The lecture was organized by the IMPACT project

The whole video available here

Abstract: Computer vision has made impressive gains through the use of deep learning models, trained with large-scale labeled data. However, labels require expertise and curation and are expensive to collect. Even worse, direct semantic supervision often leads the learning  algorithms “cheating” and taking shortcuts, instead of actually doing the work. In this talk, I will briefly summarize several of my group’s efforts to combat this using self-supervision, meta-supervision, and curiosity — all ways of using the data as its  own supervision. These lead to practical applications in image synthesis (such as pix2pix and cycleGAN), image forensics, audio-visual source separation, etc.
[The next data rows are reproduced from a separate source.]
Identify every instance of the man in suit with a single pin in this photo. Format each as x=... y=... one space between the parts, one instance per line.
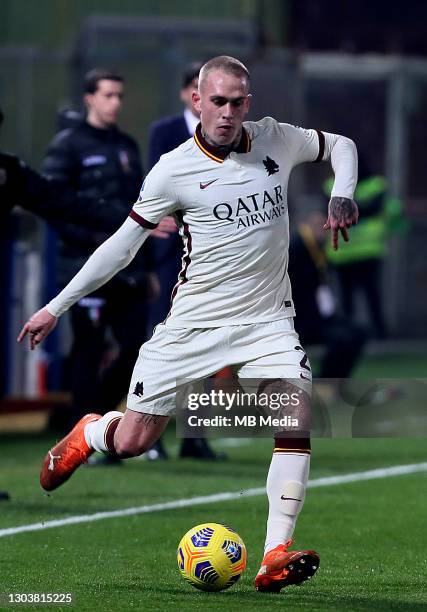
x=169 y=132
x=165 y=135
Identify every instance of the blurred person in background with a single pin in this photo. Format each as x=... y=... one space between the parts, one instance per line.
x=95 y=159
x=165 y=135
x=359 y=263
x=317 y=321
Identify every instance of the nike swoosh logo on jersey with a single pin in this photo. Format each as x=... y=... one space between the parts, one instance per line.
x=204 y=185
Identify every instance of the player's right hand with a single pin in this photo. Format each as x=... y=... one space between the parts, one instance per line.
x=38 y=327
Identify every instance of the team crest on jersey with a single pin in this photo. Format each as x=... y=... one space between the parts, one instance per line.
x=270 y=165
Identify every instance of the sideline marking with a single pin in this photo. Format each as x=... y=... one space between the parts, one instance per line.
x=396 y=470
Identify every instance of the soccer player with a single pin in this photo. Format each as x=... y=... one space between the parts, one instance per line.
x=232 y=305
Bio: Alexei Efros is a professor of Electrical Engineering and Computer Sciences at UC Berkeley. Before 2013, he was nine years on the faculty of Carnegie Mellon University, and has also been affiliated with École Normale Supérieure/INRIA and University of Oxford.  His research is in the area of computer vision and computer graphics, especially at the intersection of the two. He is particularly interested in using data-driven techniques to tackle problems where large quantities of unlabeled visual data are readily available.  Efros received his PhD in 2003 from UC Berkeley. He is a recipient of the Sloan Fellowship (2008), Guggenheim Fellowship (2008), SIGGRAPH Significant New Researcher Award (2010), 3 Helmholtz Test-of-Time Prizes (1999, 2003, 2005), and the ACM Prize in Computing  (2016).